Mark 6:7-13
This week I am going to talk about sending out, and leadership, and oil.
There is no record in the Gospels of Jesus using oil for his healing – he touched, or on at least one occasion, spat on the person he was healing. So I was intrigued at the end of the Gospel to find that the sent-disciples “anointed many sick people with oil and cured them”. Why the oil?
In the OT, anointing with oil usually signifies consecration – to kingship or priesthood. It is denoted “the oil of gladness”. On the other hand oil was a humble thing readily available (even to the poor widow in Elijah’s day) used in cooking and other household activities. What significance does it have in this context of healing? Do the disciples carry oil with them that has already been blessed by Jesus? Or do they use the household oil of the places they stay?

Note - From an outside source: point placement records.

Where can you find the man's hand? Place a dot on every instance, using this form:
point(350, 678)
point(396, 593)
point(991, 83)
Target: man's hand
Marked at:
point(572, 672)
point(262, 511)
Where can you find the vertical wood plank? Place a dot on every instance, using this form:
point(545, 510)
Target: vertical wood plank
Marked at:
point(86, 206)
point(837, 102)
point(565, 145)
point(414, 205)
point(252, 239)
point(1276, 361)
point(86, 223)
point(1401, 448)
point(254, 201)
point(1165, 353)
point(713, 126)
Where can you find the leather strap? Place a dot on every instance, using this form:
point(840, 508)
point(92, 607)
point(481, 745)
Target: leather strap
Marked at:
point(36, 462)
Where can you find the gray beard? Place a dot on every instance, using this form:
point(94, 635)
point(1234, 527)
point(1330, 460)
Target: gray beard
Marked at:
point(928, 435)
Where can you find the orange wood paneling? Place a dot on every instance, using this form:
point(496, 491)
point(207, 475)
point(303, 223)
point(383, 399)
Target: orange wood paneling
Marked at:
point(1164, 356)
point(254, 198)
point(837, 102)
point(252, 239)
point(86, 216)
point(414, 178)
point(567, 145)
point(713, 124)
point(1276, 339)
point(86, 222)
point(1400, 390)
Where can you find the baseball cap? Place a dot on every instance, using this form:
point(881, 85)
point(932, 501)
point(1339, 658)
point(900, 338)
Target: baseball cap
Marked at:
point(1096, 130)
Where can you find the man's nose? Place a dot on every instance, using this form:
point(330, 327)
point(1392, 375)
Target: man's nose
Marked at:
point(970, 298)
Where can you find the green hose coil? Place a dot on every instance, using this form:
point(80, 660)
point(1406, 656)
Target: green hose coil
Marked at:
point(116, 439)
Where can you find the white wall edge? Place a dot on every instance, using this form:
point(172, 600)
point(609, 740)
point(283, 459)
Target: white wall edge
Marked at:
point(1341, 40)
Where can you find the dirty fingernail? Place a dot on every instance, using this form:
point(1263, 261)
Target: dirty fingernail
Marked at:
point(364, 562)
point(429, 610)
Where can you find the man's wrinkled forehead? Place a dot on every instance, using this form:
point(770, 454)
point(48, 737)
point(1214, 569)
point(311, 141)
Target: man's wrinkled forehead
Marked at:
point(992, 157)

Jesus sends out the disciples with only a staff, a single outfit, sandals, and a purse (perhaps holding a phial of oil?); they are to be as vulnerable as he has been during his preaching days. Viewers of “Race across the World” (BBC UK) might be moved by the kindness of strangers offering lifts and beds to the travellers without charge. The imposed vulnerability of the competition contract requires the adventurers to engage much more readily with the people around them. Perhaps Jesus also had this in mind.

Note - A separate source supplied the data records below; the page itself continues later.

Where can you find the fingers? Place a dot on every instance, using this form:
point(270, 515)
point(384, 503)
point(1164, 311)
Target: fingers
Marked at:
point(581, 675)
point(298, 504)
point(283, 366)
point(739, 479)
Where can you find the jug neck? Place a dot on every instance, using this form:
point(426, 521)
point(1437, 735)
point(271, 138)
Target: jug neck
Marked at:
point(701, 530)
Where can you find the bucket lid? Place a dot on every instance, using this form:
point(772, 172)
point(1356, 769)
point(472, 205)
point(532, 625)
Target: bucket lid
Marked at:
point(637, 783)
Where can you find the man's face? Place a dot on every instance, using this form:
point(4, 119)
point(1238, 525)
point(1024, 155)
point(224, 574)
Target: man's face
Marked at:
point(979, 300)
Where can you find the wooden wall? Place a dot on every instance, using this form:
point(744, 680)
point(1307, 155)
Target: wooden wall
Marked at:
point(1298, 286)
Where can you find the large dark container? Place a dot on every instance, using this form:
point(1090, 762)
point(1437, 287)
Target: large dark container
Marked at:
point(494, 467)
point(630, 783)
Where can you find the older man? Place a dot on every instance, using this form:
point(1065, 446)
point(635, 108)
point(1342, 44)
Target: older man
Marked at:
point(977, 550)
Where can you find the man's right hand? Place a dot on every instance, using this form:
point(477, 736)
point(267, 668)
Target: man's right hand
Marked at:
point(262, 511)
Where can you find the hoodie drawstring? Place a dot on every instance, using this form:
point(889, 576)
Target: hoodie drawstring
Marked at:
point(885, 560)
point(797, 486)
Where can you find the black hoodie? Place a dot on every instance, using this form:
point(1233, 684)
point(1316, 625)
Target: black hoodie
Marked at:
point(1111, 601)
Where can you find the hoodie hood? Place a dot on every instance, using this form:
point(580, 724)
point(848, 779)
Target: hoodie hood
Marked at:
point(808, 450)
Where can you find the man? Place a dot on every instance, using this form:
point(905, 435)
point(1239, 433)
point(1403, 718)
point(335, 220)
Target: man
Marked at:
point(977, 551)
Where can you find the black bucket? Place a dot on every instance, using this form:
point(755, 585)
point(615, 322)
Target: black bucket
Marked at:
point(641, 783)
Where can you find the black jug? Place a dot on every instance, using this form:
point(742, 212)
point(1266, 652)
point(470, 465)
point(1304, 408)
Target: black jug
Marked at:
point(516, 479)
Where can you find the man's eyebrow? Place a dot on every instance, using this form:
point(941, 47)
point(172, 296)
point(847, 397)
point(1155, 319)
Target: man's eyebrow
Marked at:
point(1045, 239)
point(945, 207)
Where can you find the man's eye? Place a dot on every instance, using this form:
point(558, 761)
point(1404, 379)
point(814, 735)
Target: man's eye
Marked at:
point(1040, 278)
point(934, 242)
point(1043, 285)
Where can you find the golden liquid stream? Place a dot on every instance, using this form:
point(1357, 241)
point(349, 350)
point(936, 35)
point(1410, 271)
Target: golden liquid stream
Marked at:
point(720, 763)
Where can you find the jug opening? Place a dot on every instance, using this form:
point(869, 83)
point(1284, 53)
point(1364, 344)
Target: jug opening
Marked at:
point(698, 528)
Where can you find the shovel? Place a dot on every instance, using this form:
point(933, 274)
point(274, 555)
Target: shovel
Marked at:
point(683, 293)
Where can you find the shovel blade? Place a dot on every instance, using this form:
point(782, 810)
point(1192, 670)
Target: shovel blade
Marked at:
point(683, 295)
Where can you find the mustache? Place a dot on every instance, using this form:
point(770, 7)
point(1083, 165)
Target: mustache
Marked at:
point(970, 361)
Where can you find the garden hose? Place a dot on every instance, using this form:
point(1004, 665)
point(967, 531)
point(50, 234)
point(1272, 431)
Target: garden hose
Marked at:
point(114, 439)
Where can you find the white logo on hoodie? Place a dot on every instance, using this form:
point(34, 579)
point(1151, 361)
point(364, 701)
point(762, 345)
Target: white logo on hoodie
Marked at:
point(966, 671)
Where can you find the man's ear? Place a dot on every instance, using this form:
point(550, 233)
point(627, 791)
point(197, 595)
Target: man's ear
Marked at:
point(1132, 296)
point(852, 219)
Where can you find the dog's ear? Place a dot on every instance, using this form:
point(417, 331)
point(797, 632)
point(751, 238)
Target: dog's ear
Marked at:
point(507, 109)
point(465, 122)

Jesus leads us in this vulnerability. But he is sending them away from him. Part of leadership is cultivating in those you are leading, a personal sense of identity with the leader and their values. In Jesus’ absence, he still holds sway and guides the travellers because he has made his ideals, their own.

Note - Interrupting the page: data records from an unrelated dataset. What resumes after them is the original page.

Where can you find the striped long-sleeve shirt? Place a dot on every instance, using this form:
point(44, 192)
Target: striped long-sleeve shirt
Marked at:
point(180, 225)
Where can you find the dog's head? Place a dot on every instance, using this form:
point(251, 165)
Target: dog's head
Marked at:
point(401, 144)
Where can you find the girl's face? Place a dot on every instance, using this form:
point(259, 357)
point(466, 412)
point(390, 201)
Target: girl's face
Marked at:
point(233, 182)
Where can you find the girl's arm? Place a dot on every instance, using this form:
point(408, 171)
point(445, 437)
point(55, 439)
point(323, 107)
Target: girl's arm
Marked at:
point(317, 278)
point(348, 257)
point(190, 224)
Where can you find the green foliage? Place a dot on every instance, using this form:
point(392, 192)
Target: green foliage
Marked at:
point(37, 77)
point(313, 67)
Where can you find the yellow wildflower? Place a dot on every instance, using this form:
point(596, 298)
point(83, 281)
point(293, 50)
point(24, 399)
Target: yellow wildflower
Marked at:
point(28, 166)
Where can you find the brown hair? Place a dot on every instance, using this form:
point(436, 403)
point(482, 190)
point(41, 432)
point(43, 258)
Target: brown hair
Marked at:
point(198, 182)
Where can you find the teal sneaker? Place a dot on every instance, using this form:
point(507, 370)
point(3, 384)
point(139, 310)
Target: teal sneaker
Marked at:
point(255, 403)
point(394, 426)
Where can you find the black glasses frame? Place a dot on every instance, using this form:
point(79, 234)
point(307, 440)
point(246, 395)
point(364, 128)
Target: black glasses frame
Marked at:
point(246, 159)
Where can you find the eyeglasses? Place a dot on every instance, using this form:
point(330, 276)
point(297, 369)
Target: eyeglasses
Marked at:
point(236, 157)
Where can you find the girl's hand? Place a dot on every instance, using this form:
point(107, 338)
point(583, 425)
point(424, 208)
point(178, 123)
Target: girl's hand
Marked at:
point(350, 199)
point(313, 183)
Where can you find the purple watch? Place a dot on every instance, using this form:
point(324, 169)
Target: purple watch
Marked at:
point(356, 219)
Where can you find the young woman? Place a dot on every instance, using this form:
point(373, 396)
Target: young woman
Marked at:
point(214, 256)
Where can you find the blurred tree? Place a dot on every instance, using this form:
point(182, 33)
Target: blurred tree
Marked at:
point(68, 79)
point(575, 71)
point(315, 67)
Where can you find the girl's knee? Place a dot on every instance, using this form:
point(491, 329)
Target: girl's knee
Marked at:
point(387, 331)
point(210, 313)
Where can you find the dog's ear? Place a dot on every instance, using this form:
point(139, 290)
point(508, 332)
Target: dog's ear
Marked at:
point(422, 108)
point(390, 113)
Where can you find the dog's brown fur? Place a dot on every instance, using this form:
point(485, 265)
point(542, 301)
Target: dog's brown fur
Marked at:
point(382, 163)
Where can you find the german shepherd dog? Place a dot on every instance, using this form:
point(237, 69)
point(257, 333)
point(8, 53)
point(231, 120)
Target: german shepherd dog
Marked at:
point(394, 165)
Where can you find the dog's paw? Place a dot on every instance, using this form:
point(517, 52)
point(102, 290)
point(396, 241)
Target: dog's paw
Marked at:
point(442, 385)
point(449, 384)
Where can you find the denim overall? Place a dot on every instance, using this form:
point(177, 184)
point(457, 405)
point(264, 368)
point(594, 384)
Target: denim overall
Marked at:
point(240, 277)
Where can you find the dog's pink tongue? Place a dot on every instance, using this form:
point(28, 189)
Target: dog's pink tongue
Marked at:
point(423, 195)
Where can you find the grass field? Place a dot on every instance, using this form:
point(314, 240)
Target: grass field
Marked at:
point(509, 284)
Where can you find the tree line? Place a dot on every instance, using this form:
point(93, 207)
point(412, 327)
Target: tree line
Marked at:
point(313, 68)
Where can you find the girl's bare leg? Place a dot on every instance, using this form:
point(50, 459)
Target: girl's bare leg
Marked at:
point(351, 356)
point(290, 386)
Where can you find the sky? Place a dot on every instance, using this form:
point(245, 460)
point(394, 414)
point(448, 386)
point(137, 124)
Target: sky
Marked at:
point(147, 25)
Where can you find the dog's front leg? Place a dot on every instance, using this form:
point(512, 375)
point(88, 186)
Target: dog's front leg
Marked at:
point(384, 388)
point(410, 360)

In the early days, “what would Jesus do” might be the question. By the time they return, they will be looking in their own heart for the answer.
So why the oil? A sign of the extraordinary sacredness of the ordinary? Perhaps by the time their phial of oil has run out, they will have learnt, from their in-heart, how to touch.
Questions:
1.This oil of healing might be considered one of the earliest sacramentals of the Church. How do you use sacramentals in your own faith experience? How important are they to you?
2. Blessed oil brought from Jesus, or household oil provided by the householder. Which do you imagine it to be – and why?
3. What is your experience of the message of Jesus becoming “in-heart” for yourself?
4. How does the vulnerability which Jesus teaches, challenge you? Has it become “in-heart” if so, why, how? If not, why not?